2

I was testing some program and I came upon a rather unexpected anomaly.

I wrote a simple program that computed prime numbers, and used pthreads API to parallelize this workload.

After conducting some tests, I found that if i used uint64_t as the datatype for calculations and loops, the program took significantly more time to run than if i used uint32_t.

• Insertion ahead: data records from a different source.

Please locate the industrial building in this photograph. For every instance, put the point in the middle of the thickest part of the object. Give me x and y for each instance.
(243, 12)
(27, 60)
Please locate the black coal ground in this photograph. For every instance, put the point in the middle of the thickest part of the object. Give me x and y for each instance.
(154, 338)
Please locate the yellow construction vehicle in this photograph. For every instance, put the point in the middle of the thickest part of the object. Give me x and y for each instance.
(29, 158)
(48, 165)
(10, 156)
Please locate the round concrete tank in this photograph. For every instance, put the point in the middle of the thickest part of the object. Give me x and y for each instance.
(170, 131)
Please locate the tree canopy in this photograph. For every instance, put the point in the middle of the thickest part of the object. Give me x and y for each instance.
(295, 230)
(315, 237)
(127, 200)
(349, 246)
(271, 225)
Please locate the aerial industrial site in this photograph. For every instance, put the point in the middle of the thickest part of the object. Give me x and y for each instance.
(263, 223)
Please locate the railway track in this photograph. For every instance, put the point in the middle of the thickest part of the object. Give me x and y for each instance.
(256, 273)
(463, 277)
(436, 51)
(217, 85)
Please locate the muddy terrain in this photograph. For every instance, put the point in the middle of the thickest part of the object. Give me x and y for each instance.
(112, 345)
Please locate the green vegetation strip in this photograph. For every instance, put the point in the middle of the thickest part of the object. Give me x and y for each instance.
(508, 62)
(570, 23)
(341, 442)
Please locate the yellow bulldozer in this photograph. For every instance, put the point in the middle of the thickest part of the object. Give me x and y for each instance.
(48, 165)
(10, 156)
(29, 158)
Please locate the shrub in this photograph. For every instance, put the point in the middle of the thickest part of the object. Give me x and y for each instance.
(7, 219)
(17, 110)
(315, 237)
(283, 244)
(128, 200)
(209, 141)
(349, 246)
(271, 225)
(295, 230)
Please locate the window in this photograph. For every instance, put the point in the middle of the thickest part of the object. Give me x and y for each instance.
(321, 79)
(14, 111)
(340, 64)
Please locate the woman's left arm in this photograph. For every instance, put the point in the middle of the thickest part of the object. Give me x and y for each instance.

Here is the code that I ran:

#include <stdio.h>
#include <stdlib.h>
#include <stdint.h>
#include <pthread.h>

#define UINT uint64_t
#define SIZE (1024 * 1024)

typedef struct _data
{
    UINT start;
    UINT len;
    int t;
    UINT c;
}data;

int isprime(UINT x)
{
    uint8_t flag = 1;

    if(x < 2)
        return 0;

    for(UINT i = 2;i < x/2; i++)
    {
        if(!(x % i ))
        {
            flag = 0;
            break;
        }
    }

    return flag;
}

void* calc(void *p)
{
    data *a = (data*)p;

    //printf("thread no. %d has start: %lu length: %lu\n",a->t,a->start,a->len);

    for(UINT i = a->start; i < a->len; i++)
    {
        if(isprime(i))
            a->c++;
    }

    //printf("thread no. %d found %lu primes\n", a->t,a->c);
    
    pthread_exit(NULL);
}

int main(int argc,char **argv)
{   
    pthread_t *t;
    data *a;
    uint32_t THREAD_COUNT;

    if(argc < 2)
        THREAD_COUNT = 1;
    else
        sscanf(argv[1],"%u",&THREAD_COUNT);
    
    t = (pthread_t*)malloc(THREAD_COUNT * sizeof(pthread_t));
    a = (data*)malloc(THREAD_COUNT * sizeof(data));

    printf("executing the application on %u thread(s).\n",THREAD_COUNT);

    for(uint8_t i = 0; i < THREAD_COUNT; i++)
    {
        a[i].t = i;
        a[i].start = i * (SIZE / THREAD_COUNT);
        a[i].len = a[i].start + (SIZE / THREAD_COUNT);
        a[i].c = 0;
    }
    
    for(uint8_t i = 0; i < THREAD_COUNT; i++)
        pthread_create(&t[i],NULL,calc,(void*)&a[i]);
    for(uint8_t i = 0; i < THREAD_COUNT; i++)
        pthread_join(t[i],NULL);

    free(a);
    free(t);
    
    return 0;
}

I changed the UINT macro between uint32_t and uint64_t and compiled and ran the program and determined its runtime using time command on linux.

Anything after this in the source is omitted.